The 14 patients' median age at presentation was 62.5 years (range 41-82 years) and 10 were men (71%). Two had lymphoma risk factors (HIV infection 1; chronic immunosuppression postorgan transplant 1). Most had initial presumptive diagnoses of CNS demyelinating disease and definitive diagnosis of lymphoma was delayed a median of 8 months (range 1-22 months). CNS lymphoma was pathologically confirmed by biopsy (brain 6; spinal cord 4), CSF cytology (3), and autopsy (1). Most patients had multifocal, persistently enhancing lesions on spinal MRI and 8 had involvement of conus medullaris, cauda equina, or both. IV methotrexate was the initial treatment in 9 of 12 (75%) but lymphoma recurred in the majority. Half of the patients were wheelchair-dependent at 10 months and 2-year survival was 36%.

PISCL mimics other causes of myelopathy. Spinal MRI demonstrating multifocal lesions, persistent gadolinium enhancement, and conus medullaris or cauda equina involvement is characteristic. Pathologic confirmation often requires CNS biopsy. Despite chemotherapy, morbidity and mortality is high ¹⁾.

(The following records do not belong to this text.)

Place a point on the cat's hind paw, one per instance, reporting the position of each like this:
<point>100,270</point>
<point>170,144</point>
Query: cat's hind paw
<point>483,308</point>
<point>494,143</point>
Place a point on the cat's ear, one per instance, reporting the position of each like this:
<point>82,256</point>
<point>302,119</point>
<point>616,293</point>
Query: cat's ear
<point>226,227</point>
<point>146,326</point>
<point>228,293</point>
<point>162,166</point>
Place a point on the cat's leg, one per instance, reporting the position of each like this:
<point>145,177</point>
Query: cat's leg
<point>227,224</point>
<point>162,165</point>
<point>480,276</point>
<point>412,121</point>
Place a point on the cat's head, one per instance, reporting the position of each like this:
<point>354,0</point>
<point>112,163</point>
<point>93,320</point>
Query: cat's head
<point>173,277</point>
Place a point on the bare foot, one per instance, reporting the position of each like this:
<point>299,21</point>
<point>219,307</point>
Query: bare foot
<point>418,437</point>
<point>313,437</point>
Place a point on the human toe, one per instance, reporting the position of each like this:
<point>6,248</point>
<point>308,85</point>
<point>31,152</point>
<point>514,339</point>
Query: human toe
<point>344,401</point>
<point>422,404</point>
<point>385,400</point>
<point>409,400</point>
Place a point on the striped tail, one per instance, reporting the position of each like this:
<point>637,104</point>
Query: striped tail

Primary spinal lymphoma carries a low incidence and poor prognosis. The most reliable diagnostic signs have been segmental swelling of the cord on myelography and increased cellularity of cerebrospinal fluid. Biopsies of spinal tumors or their cerebral extensions showed lymphoma of the non-Hodgkin type only. Peroxidase-antiperoxidase staining for light chains helps to distinguish well differentiated lymphomas from infectious processes in some instances. A lymphoma in an immunosuppressed patient fulfilling all criteria for primary growth in the spinal cord is described, and the case compared with others in the literature. Combined radiotherapy and chemotherapy provided a 48-month survival in one patient ²⁾.